- Nationality: American
- Born: May 29, 1945 Franklin, West Virginia, U.S.
- Died: April 4, 2020 (aged 74)

Alcohol Funny Car

= Carol Burkett =

American drag racing driver (1945–2020)

Carolyn Burkett (May 29, 1945 – April 4, 2020), nicknamed "Bunny", was an American Alcohol Funny Car driver. In 1986, Burkett became only the second woman to win a national title in a professional class, following Shirley Muldowney.

== History ==
Burkett was one of only a small number of women drag racing in professional classes. She raced under both National Hot Rod Association (NHRA) and International Hot Rod Association (IHRA) sanctioning. She began racing in the 1960s, and in 1995 was still in the sport.

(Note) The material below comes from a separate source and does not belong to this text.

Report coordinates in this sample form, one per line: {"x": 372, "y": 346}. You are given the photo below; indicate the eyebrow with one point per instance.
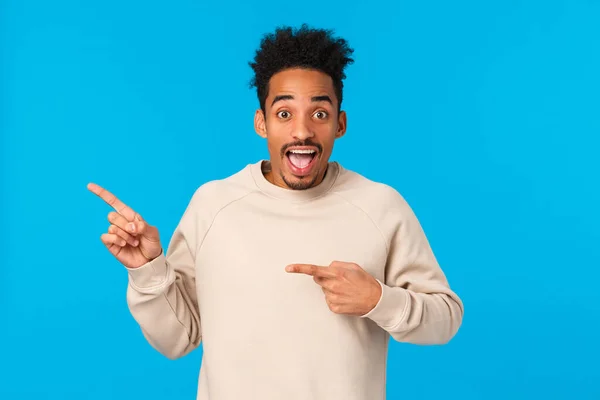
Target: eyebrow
{"x": 315, "y": 99}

By winning the 1986 IHRA alcohol funny car (A/FC) national title, Burkett became only the second woman to win a national title in a professional class, following Shirley Muldowney.

In September 1995, Burkett was involved in a serious accident at Beaver Springs Dragway that threatened to end her racing career. Near the traps, Carl Ruth's funny car crossed the centerline into the left lane, pushing Burkett's into the guardrail.

Burkett got her nickname, "Bunny", because she had been a Playboy Club hostess.

Burkett died on April 4, 2020, of natural causes.

== Personal life ==
Burkett was married, with two daughters.